For over a decade now, students from the university have been building crèches in South Africa, empowering communities, and delivering improved facilities for early childhood education centres. 2020’s build was on hold for a few years, and this year it’s back.
The 2022 build is called Malahlela. It’s taking place in Limpopo, South Africa. The plan is to construct three rooms for 30 school children. The crèche will include a kitchen, an administrative space, two classrooms and an outdoor teaching space. The design will incorporate inexpensive, locally available materials.

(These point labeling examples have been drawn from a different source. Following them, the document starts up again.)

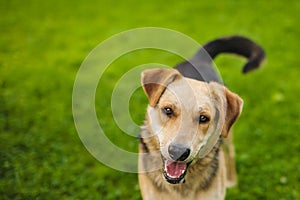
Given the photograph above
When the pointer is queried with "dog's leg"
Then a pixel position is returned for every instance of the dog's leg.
(231, 178)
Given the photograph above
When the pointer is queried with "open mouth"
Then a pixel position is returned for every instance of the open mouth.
(174, 172)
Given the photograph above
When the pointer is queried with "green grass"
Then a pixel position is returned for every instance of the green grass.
(43, 43)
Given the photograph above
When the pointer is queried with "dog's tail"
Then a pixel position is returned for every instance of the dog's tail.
(237, 45)
(234, 44)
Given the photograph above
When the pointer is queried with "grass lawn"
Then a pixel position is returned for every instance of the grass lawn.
(42, 45)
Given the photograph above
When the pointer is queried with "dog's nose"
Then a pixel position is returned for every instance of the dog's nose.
(178, 152)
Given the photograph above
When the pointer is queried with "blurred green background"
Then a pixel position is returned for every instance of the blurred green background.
(42, 45)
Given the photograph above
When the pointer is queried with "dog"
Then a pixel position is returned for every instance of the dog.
(185, 148)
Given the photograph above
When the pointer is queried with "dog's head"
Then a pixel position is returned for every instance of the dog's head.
(187, 116)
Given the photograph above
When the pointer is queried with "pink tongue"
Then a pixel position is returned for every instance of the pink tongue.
(175, 169)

This project is a big responsibility for students to undergo. Architecture is a notoriously demanding course, and this project requires a huge amount of extra work as well as sacrificing their own time during the holidays. In their feedback, the consensus was that students who participated in the design+build project said it was “an experience of a lifetime” and the “best thing I did at university.”
University staff are just as committed. For them it’s not just a matter of overseeing a project. Some of them have been working with The Thušanang Trust for years to ensure that the buildings are constructed and maintained responsibly. They also work with communities to deliver the crèches.
Sustainable approaches to architecture are at the heart of the build process. The team utilises local materials to keep the carbon footprint low and the timber is grown, milled, processed, and finally installed within 50 kilometres of the site. What really makes a difference, though, is that the project delivers access to education and reduces inequality.
Pete Russell, who is an Assistant Professor at the Department of Architecture and Built Environment and has worked on crèche builds since 2017, says “We’ve got to make sure that our students recognise their privilege and their place in the world. And this project does that better than any other school of architecture.”